The Meat and Millet Diet was a balanced, moderate-carb diet that included fresh fruit and whole grains. He recommended eating whole grains before the push toward eating whole grains from the food industry even started!

Weight was the criteria he used to determine which diet was best for any one patient, as well as how they reacted to fruit and grains in their diet, so it's ludicrous to think the entire world needs to convert to low carb. 

Keto is a corrective diet for those with metabolic issues. 

It's Okay to Do What Works for You


It’s taken me a long time to wrap my head around the idea that it’s okay to individualize your diet to suit your own:
  • tastes
  • lifestyles
  • and metabolic defects
You don't have to do what everyone else is doing because everyone else might be wrong. Do what's right for you, and that includes listening to Dr. Atkins’ suggestions rather than the standard cookie-cutter low-carb platform that is so popular today:

“One of the big reasons this diet works so successfully is because you eat protein and fat. And you eat them in just about the sixty to forty proportions in which they usually occur in nature: in a reasonably lean cut of beef for example. Some people actually don’t like fat. They do better on a low-fat diet, but I don’t encourage a low-fat diet, ever.”

The low-carb community sees what they want to see: 

"I don't encourage a low-fat diet, ever." 

Instead of:

"Some people actually don't like fat. They do better on a low-fat diet . . ." 

So, if that's what works for you, then that is what works for you, and who is anyone else to say otherwise?

The low-carb community has traveled a long way away from eating as the Atkins Nutritional Approach originally recommended. They have left Dr. Atkins’ advice behind, that his diet works best if you eat just enough to keep yourself from being uncomfortably hungry, and have adopted a very high-fat calorie-free mindset instead. 

Dr.
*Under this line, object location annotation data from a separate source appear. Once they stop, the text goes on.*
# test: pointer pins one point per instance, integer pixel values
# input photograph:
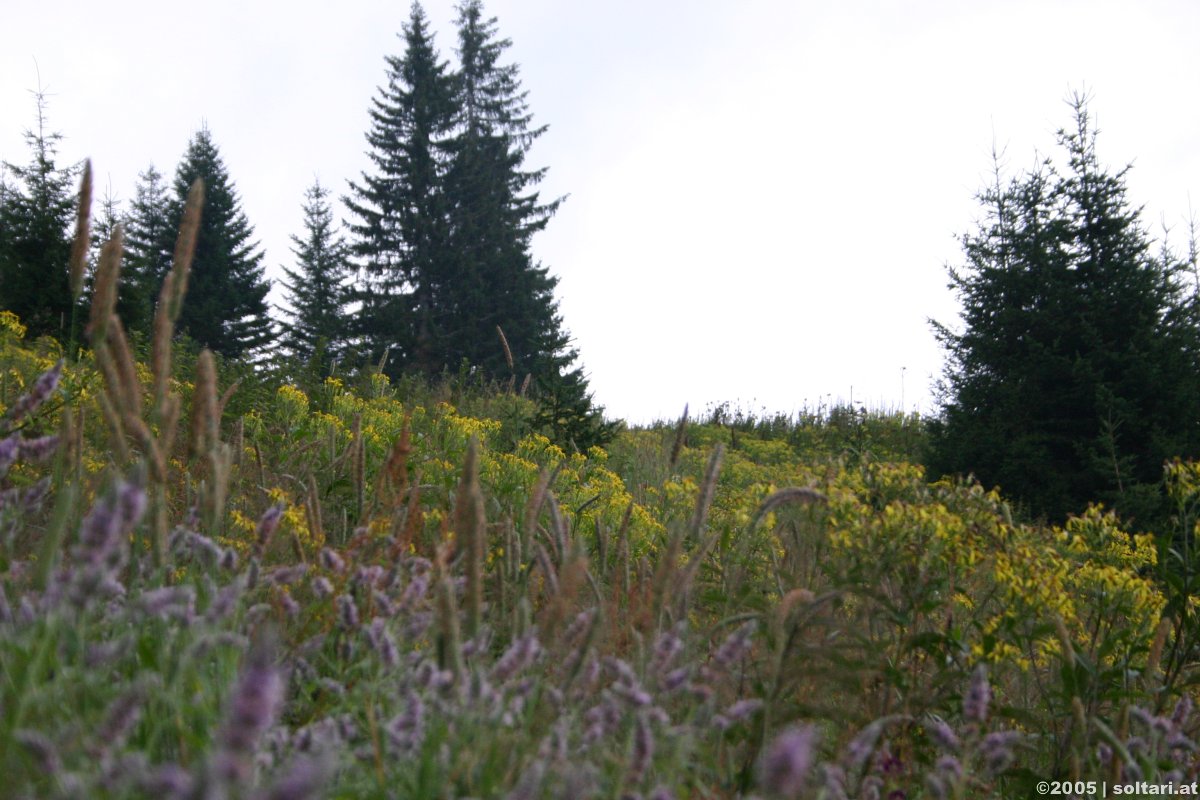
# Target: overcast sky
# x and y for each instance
(763, 193)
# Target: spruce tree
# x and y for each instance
(316, 289)
(149, 246)
(226, 308)
(36, 220)
(495, 212)
(400, 227)
(1074, 374)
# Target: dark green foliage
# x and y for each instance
(495, 212)
(1074, 376)
(316, 289)
(36, 218)
(226, 307)
(149, 244)
(400, 233)
(567, 414)
(444, 228)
Atkins' definition of eating luxuriously, of not being afraid of fat, and the role that calories play, differs tremendously from the definition that low-carb dieters were using in 2007. 

And today, the definition of a low-carb diet has gotten even more wayward and distant. 

But that’s fine. 

If it works for them, that’s great. 

You don’t have to follow that path if that path isn’t helping you to achieve your goals. You can create your own path. You can create your own diet or don't diet at all, if that's more to your liking. DO what works for you. Everything else is just window dressing.

Vickie Ewell Bio

Comments

  1. Meatest and millet! I have not heard of that. I have been low carb for 5 yrs+ and am dissatisfied with it. I like the idea of lower carb/fat. Looking forward to exploring your blog.

    ReplyDelete
  2. Few people have heard of the Meat and Millet Diet, but that's what Dr. Atkins used for patients who were not overweight. He didn't preach the "Low Carb for Everyone" mantra that is so popular within the low-carb community today. In fact, his older diet books have a lot of lower fat, lower carb "hints" that most low-carb dieters have missed.

    I've been very slow in implementing a lower fat, lower carb diet into my life, due to circumstances, but that's about to change. So my posts will soon become more frequent and helpful.

    Thanks so much for your comments.